Ne chauffez jamais à vide
Le cuivre conduit si vite qu’une casserole vide laissée deux ou trois minutes sur feu vif atteint 300 degrés au fond. L’étain se ternit, puis cloque et s’écaille. Avec de l’eau, de l’huile ou des aliments dedans, cela n’arrive pas : le liquide absorbe la chaleur et maintient la température au point d’ébullition. Mettez l’huile dès le départ, pas dans une casserole déjà brûlante.
Les chocs thermiques
Ne posez pas un plat sortant du four sur un plan de travail mouillé et n’y versez pas d’eau froide. Le cuivre se dilate plus que l’acier ; un refroidissement brutal voile le fond et ouvre des fissures fines comme un cheveu dans l’étamage. Laissez-le quinze minutes au sec, puis lavez.
Quels feux
- Gaz. Le meilleur accord. La flamme ne doit pas dépasser le diamètre du fond ; les langues de feu qui remontent chauffent l’anse et noircissent l’extérieur.
- Électrique et vitrocéramique. Sans souci, à condition que le fond soit bien plat.
- Induction. Le cuivre n’est pas magnétique, la plaque ne voit même pas le récipient. Il faut soit une pièce fabriquée avec un disque d’acier dans le fond, soit un disque adaptateur posé dessous. Avec l’adaptateur, la montée en température ralentit et une partie de l’intérêt du cuivre disparaît.
L’anse est toujours brûlante
Une anse en cuivre prend la température du corps : un plat sorti d’un four à 200 degrés a une anse à 200 degrés. Un torchon épais ou un vrai gant, pas une manique fine. Même sur les manches en bois, la virole métallique chauffe ; n’attrapez pas là.
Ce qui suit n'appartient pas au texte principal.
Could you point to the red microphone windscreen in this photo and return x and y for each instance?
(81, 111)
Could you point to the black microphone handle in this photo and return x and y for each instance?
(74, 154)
Si le plat va directement sur la table, glissez un dessous de plat en bois ou en liège. Le verre et le bois verni ne pardonnent pas 200 degrés.
Après la cuisson
Lavez une fois refroidi, à l’eau tiède, et séchez tout de suite. Si des aliments ont accroché, laissez tremper une demi-heure à l’eau tiède ; pas de paille de fer ni de couteau, l’étain est tendre et vous mettriez le cuivre à nu.